One of the sticking points during the months of trying to resolve the looming debt crisis has been GOP lawmakers' fears that they will accept a deal that promises spending cuts that subsequent Congresses fail to deliver – the fate of the Reagan tax hikes in 1982 and the Bush tax hikes in 1990.
Even if the White House and congressional leaders agree on a deal, the task of selling it to highly engaged rank-and-file members is a formidable one, on both sides of the aisle. A deal capable of mustering a bipartisan, 60-vote majority in the Democrat-controlled Senate must also clear a deeply divided GOP-controlled House.
Speaker Boehner has famously struggled to come up with a deal that will win even a majority within his own caucus. But he also appears unwilling to abandon even his most hardline conservatives. He began a divisive caucus meeting last week by telling members: "I just want you to know I love each and every one of you.... We've had deep divisions in our caucus, but we're all in this together," according to members at the closed meeting.

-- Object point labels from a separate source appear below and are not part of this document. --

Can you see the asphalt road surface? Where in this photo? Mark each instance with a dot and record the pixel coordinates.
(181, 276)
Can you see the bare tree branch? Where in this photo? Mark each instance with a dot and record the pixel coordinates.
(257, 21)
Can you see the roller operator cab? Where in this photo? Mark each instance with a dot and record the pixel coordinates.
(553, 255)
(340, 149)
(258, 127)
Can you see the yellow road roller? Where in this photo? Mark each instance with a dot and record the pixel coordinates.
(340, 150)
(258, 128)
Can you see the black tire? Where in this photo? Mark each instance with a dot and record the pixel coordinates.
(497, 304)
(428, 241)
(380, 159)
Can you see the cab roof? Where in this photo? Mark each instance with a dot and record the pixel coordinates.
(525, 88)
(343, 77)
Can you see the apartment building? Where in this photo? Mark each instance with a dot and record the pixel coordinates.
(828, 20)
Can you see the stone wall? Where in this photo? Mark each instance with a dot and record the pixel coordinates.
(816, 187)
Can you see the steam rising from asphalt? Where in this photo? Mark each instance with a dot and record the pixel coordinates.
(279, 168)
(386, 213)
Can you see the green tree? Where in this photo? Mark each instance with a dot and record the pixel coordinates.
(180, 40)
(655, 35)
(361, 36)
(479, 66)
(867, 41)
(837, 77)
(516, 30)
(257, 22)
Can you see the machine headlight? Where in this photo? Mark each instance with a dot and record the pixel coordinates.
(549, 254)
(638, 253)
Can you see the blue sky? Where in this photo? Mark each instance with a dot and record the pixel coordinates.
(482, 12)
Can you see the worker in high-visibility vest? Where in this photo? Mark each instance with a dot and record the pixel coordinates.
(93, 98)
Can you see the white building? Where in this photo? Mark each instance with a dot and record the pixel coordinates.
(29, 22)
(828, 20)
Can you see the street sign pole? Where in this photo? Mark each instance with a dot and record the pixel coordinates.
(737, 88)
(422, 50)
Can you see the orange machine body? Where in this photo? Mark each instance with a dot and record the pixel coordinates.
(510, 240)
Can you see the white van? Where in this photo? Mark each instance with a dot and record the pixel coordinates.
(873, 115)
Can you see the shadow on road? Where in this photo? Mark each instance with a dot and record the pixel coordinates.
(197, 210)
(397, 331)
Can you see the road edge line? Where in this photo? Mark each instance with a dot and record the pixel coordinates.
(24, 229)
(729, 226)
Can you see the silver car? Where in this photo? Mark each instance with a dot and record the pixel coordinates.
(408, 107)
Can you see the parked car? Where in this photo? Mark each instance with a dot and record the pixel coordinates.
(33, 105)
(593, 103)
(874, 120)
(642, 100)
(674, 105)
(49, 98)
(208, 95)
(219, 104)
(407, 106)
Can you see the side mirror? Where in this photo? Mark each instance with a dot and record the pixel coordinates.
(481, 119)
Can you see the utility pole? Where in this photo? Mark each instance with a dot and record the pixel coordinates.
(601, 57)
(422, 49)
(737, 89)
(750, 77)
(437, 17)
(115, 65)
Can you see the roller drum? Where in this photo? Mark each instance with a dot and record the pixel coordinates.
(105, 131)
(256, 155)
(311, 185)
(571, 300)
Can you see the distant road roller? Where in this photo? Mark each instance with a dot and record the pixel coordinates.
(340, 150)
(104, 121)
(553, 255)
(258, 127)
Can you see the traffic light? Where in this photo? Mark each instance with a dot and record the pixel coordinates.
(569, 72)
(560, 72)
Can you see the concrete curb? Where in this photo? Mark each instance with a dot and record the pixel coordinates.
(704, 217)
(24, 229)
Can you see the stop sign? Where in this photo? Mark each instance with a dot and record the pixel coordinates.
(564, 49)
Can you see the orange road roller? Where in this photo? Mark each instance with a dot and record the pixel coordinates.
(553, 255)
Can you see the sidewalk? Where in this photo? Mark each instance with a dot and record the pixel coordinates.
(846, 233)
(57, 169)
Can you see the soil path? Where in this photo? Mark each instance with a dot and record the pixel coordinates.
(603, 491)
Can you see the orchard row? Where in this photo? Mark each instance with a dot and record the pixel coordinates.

"Somewhere in between these two bills [Reid and Boehner], we're going to find a way," says Rep. Dave Camp (R) of Michigan.
Feelings are also running high on the Democratic side. Members fear that the emerging plan will not stand strong enough on core Democratic principles, such as requiring shared sacrifice from the richest Americans.
House Democratic leader "Nancy Pelosi says that the Boehner plan is the depths of hell and the Reid plan is purgatory,” says Rep. Jerrold Nadler (D) of New York. “I think that the Reid plan is the outer depths of hell, but still hell. But I voted for it to strengthen Reid’s hand so it doesn’t get worse, but it doesn’t mean I’ll vote for it in the end.”